Three-dimensional corner separation seriously deteriorates the aerodynamic performance of a compressor blade. In this study, the complicated vortex dynamics and loss mechanism in the corner region of a high subsonic compressor blade (the inlet Mach number is 0.67) are investigated using large eddy simulations (LESs) at a Reynolds number (Re) of 5.6 × 105. The results show that the predicted total pressure loss and outlet flow angle match well with the experimental data, indicating that the LES method can accurately predict the size and strength of corner separation in the compressor blade. With the passage vortex rolling up and further interacting with the low-momentum fluids originating from the end wall boundary layers and the local blade boundary layers, strong shear strain induces a large-scale concentrated shedding vortex (CSV) near the spanwise location of x/H = 0.3. The formation and rolling-up of the CSV not only cause the strongest flow blockage but also strengthen the turbulence anisotropy. As the CSV moves toward the trailing edge, the strong interaction with a pair of counter-rotating vortices shed in the wake region (wake shedding vortex) further accelerates the local generation of turbulent kinetic energy (TKE).
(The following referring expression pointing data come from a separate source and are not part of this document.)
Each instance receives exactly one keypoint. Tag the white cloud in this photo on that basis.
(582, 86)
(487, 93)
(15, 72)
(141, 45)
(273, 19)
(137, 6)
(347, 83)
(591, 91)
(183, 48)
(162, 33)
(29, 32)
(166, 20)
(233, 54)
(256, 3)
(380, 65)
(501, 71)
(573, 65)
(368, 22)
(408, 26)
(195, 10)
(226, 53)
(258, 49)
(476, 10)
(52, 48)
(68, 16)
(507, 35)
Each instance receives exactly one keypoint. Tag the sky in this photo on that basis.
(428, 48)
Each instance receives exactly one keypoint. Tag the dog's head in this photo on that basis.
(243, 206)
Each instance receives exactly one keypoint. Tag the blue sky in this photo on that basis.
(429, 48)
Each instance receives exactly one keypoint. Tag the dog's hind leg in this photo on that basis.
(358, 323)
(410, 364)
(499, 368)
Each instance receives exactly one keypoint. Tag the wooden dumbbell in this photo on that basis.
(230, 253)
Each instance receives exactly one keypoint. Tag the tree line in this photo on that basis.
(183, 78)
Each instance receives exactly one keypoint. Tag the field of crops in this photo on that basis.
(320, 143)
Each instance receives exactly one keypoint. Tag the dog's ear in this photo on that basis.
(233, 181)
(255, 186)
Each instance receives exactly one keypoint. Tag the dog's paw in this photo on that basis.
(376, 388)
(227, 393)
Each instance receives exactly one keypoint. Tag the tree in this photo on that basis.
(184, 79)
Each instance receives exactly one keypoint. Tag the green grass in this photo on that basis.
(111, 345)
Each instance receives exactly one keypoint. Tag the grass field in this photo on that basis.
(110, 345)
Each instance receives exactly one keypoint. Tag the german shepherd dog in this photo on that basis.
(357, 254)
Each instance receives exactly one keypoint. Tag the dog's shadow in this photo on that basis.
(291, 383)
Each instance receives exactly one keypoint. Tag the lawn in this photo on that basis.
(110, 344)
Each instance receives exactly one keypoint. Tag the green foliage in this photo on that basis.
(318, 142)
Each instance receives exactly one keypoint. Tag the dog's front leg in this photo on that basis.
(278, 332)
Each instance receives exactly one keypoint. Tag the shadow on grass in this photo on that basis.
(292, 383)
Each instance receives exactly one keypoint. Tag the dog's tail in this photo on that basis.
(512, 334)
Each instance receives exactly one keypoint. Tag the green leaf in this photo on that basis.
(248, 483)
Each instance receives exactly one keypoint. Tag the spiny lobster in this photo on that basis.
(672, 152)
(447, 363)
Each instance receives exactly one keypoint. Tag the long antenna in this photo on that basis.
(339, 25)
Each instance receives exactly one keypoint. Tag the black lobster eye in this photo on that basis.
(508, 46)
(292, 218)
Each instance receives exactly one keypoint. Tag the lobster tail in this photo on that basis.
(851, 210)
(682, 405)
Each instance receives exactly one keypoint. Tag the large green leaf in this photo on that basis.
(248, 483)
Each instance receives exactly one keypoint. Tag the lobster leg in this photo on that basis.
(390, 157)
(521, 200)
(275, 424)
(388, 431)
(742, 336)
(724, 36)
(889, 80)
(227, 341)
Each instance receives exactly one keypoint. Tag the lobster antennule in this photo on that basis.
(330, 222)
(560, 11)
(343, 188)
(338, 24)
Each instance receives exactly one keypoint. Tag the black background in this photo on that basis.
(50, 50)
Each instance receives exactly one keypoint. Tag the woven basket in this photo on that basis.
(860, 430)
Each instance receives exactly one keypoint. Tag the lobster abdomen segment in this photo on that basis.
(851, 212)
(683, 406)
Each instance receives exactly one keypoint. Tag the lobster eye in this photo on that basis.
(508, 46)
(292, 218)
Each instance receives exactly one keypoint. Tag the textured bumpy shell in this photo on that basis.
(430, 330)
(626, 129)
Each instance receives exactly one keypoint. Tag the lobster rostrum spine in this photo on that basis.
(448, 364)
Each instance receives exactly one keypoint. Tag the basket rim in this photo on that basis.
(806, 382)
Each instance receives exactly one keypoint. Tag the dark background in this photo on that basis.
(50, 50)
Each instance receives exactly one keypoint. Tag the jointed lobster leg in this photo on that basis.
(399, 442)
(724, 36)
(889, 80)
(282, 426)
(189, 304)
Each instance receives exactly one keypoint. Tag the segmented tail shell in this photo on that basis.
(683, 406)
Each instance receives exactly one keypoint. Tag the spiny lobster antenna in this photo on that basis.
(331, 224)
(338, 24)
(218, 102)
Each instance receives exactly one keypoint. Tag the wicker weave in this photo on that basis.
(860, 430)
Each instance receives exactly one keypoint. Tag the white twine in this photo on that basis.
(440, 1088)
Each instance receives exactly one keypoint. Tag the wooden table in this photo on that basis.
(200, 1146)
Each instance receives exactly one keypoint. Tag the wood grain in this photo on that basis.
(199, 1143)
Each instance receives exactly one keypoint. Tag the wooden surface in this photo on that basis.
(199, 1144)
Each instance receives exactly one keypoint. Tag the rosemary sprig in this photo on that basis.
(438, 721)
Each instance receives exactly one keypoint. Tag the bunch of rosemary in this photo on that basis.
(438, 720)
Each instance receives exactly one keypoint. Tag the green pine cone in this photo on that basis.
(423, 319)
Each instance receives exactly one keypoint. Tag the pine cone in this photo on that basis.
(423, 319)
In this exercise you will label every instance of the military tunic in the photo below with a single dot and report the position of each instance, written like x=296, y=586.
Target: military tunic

Detailed TKE budget analysis shows that the streamwise Reynolds normal stress (w′w′¯) plays the most decisive role in the TKE production term. Furthermore, we demonstrate that the strength of turbulence anisotropy is positively correlated with the TKE budget. Therefore, turbulence anisotropy should be considered carefully in predicting the loss level in the corner region of a compressor blade.